Ah, I hadn't noticed we were already doing this in other frontends.

-- PMM
Peter Maydell Dec. 4, 2013, 5:02 p.m. UTC | #5
On 4 December 2013 00:48, Richard Henderson <rth@twiddle.net> wrote:
> On 12/04/2013 01:32 PM, Peter Maydell wrote:
>> You're right that we can just make this function return the TCGv
>> temp rather than making the caller pass one in. Are you suggesting
>> the 64-bit case should return cpu_X[reg] rather than a copy of it,
>> though? I think it would be pretty hard to reason about if you had to
>> remember that sometimes you got a trashable copy and sometimes
>> the real register.
>
> I think that the normal case is to write to the output in one step, and thus
> having an input overlap an output isn't your problem but tcg's.  I would think
> the case of multi-step output to be fairly rare, and easily solvable by always
> allocating an output temporary.

So I had a look at this, and it seems to make code like this (from
the handling for logic ops with shifted registers):

    tcg_rm = read_cpu_reg(s, rm, sf);

    if (shift_amount) {
        shift_reg_imm(tcg_rm, tcg_rm, sf,
                      shift_type, shift_amount);
    }

    if (invert) {
        tcg_gen_not_i64(tcg_rm, tcg_rm);
        /* we zero extend later on (!sf) */
    }

a bit awkward if the value returned from read_cpu_reg() isn't a
trashable copy, because of the sequence of "maybe we need
to change the value like this" conditionals. The code basically
needs to copy the return value from read_cpu_reg() into its
own temporary immediately. There's a similar thing in the
conditional-select code where the else-case's value might be
inverted and might be incremented and might be neither.

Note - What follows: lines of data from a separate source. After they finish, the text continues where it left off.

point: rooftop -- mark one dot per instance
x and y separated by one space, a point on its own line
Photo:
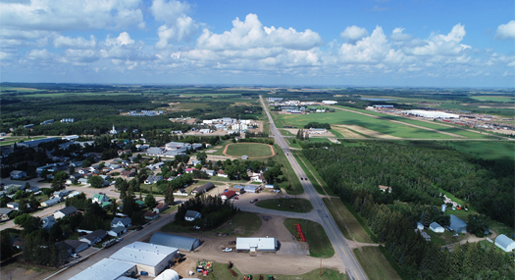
143 253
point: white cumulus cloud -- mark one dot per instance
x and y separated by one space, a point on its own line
506 31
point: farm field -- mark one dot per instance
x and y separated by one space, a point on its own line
370 123
374 263
252 150
319 244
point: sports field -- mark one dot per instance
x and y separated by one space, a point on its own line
252 150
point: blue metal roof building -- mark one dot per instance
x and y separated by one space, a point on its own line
458 225
175 241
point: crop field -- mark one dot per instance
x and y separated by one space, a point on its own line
370 123
252 150
375 264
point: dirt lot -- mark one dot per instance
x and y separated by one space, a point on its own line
347 133
369 132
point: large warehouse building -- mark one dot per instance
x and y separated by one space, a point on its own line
147 257
107 269
256 244
175 241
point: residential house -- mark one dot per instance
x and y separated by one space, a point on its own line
4 213
152 179
121 222
17 174
191 215
150 215
93 237
434 226
76 246
160 207
117 231
100 198
221 173
65 212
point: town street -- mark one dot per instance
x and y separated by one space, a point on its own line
325 219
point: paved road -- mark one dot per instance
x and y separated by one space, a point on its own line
352 266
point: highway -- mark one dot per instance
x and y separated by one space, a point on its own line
354 270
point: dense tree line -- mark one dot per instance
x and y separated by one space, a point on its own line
415 171
213 210
355 172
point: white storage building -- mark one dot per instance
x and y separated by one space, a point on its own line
147 257
256 244
106 269
505 243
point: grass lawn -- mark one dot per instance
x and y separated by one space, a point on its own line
249 149
299 205
375 264
241 224
346 222
319 244
292 179
221 272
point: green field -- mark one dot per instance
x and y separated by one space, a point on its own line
494 98
346 222
221 272
350 118
252 150
241 224
375 264
319 244
298 205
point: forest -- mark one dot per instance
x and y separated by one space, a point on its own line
415 172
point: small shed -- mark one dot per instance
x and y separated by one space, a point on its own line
434 226
175 241
458 225
505 243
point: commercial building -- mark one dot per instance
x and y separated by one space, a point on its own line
256 244
148 257
107 269
175 241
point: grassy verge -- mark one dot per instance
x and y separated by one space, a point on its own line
292 179
298 205
347 223
221 272
374 264
319 244
312 171
242 224
361 221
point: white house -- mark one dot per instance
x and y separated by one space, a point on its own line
434 226
192 215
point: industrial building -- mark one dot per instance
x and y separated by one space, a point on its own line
107 269
175 241
148 257
256 244
505 243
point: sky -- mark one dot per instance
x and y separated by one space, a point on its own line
404 43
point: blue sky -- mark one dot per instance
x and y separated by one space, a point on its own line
315 43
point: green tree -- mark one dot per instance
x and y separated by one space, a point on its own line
96 181
58 183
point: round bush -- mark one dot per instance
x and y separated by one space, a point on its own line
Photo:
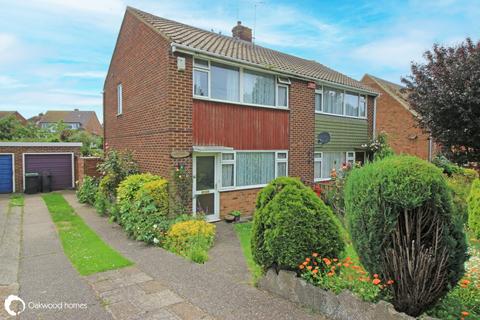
474 209
290 223
400 216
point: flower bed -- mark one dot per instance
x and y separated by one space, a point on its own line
344 306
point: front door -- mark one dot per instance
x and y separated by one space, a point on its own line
206 197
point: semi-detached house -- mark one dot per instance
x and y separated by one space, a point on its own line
233 113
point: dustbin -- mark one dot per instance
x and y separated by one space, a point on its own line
46 181
32 182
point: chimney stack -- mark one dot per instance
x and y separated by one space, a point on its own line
242 32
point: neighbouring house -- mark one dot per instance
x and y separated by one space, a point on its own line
396 118
76 119
233 113
16 114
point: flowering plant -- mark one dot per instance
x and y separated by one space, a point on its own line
338 275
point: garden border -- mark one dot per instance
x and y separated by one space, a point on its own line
344 306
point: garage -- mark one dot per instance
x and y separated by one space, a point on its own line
57 159
59 166
7 176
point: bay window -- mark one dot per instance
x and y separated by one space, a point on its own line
252 168
332 101
225 82
340 102
228 83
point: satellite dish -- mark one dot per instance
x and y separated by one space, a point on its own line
323 137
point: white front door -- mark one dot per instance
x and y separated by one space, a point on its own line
205 192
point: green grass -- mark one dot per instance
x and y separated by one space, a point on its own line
85 249
17 200
244 233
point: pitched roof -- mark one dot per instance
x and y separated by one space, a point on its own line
81 117
243 51
397 91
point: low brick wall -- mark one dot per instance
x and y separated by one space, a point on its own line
344 306
242 200
87 166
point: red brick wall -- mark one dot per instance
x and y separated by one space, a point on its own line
302 131
140 63
18 154
399 124
242 200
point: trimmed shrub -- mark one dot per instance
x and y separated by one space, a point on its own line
87 191
290 223
474 209
460 184
400 215
127 191
191 239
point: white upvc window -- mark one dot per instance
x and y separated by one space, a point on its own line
252 169
234 84
318 100
119 99
228 169
326 161
340 102
281 165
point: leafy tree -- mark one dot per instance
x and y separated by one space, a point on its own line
445 91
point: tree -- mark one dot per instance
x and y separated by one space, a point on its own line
445 92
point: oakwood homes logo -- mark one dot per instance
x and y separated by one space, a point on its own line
8 304
15 309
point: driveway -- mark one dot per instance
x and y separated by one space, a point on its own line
161 285
218 287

I think that kind of thing tips the balance in favour of having
read_cpu_reg() always return a trashable temporary.

thanks
-- PMM
Richard Henderson Dec. 4, 2013, 5:31 p.m. UTC | #6
On 12/05/2013 06:02 AM, Peter Maydell wrote:
> I think that kind of thing tips the balance in favour of having
> read_cpu_reg() always return a trashable temporary.

Fair enough.


r~
diff mbox

Patch

diff --git a/target-arm/translate-a64.c b/target-arm/translate-a64.c
index bcb59db..37dc462 100644
--- a/target-arm/translate-a64.c
+++ b/target-arm/translate-a64.c
@@ -184,6 +184,18 @@  static TCGv_i64 cpu_reg(DisasContext *s, int reg)
     }
 }
 
+/* read a cpu register in 32bit/64bit mode to dst */
+static void read_cpu_reg(DisasContext *s, TCGv_i64 dst, int reg, int sf)
+{
+    if (reg == 31) {
+        tcg_gen_movi_i64(dst, 0);
+    } else if (sf) {
+        tcg_gen_mov_i64(dst, cpu_X[reg]);
+    } else { /* (!sf) */
+        tcg_gen_ext32u_i64(dst, cpu_X[reg]);
+    }
+}
+
 /*
  * the instruction disassembly implemented here matches
  * the instruction encoding classifications in chapter 3 (C3)
@@ -209,10 +221,39 @@  static void disas_uncond_b_imm(DisasContext *s, uint32_t insn)
     gen_goto_tb(s, 0, addr);
 }
 
-/* Compare & branch (immediate) */
+/* C3.2.1 Compare & branch (immediate)
+ *   31  30         25  24  23                  5 4      0
+ * +----+-------------+----+---------------------+--------+
+ * | sf | 0 1 1 0 1 0 | op |         imm19       |   Rt   |
+ * +----+-------------+----+---------------------+--------+
+ */
 static void disas_comp_b_imm(DisasContext *s, uint32_t insn)
 {
-    unsupported_encoding(s, insn);
+    unsigned int sf, op, rt;
+    uint64_t addr;
+    int label_nomatch;
+    TCGv_i64 tcg_cmp;
+
+    sf = extract32(insn, 31, 1);
+    op = extract32(insn, 24, 1);
+    rt = extract32(insn, 0, 5);
+    addr = s->pc + sextract32(insn, 5, 19) * 4 - 4;
+
+    tcg_cmp = tcg_temp_new_i64();
+    read_cpu_reg(s, tcg_cmp, rt, sf);
+    label_nomatch = gen_new_label();
+
+    if (op) { /* CBNZ */
+        tcg_gen_brcondi_i64(TCG_COND_EQ, tcg_cmp, 0, label_nomatch);
+    } else { /* CBZ */
+        tcg_gen_brcondi_i64(TCG_COND_NE, tcg_cmp, 0, label_nomatch);
+    }
+
+    tcg_temp_free_i64(tcg_cmp);
+
+    gen_goto_tb(s, 0, addr);
+    gen_set_label(label_nomatch);
+    gen_goto_tb(s, 1, s->pc);
 }
 
 /* C3.2.5 Test & branch (immediate)